Weil wir der Meinung sind, dass Medien sowohl die Öffentlichkeit als auch die Demokratie verändern, sind die Themen

Medien und Bildung

bei uns eng verknüpft. Lesen Sie im 7. Teil unseres Kommunalwahlprogrammes, welche Meinung wir zu diesen Themen und zu den Themen Schulanfahrtswege, Infrastruktur, Staat & Kirche haben.
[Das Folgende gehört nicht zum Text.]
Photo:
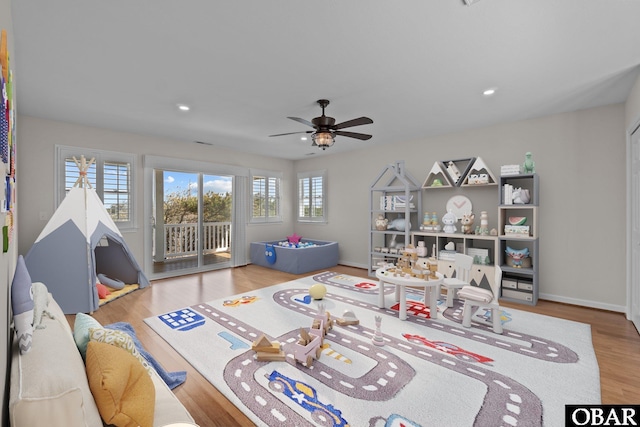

Titelseite des Kommunalwahlprogrammes Göttingen 2011

Titelseite des Kommunalwahlprogrammes Göttingen 2011

Medien und Bildung
Heutzutage gibt es eine Vielzahl von Informations- und Kommunikationsmedien. Die Nutzung und Auseinandersetzung mit diesen Medien ist unerlässlich für eine gesellschaftliche Teilhabe. Sie bieten Informationsvielfalt und vielseitige weitere Möglichkeiten (Bildung, Unterhaltung etc.). Wir möchten die allgemeine Medienkompetenz stärken. Bei mündigem Umgang mit den neuen Medien, erübrigt sich eine starke Reglementierung, welche ihre Freiheit und Unabhängigkeit übergebühr einschränken würde. Dazu ist es uns ein wichtiges Anliegen bereits jungen Menschen den verantwortungsvollen Umgang mit diesen Medien zu vermitteln.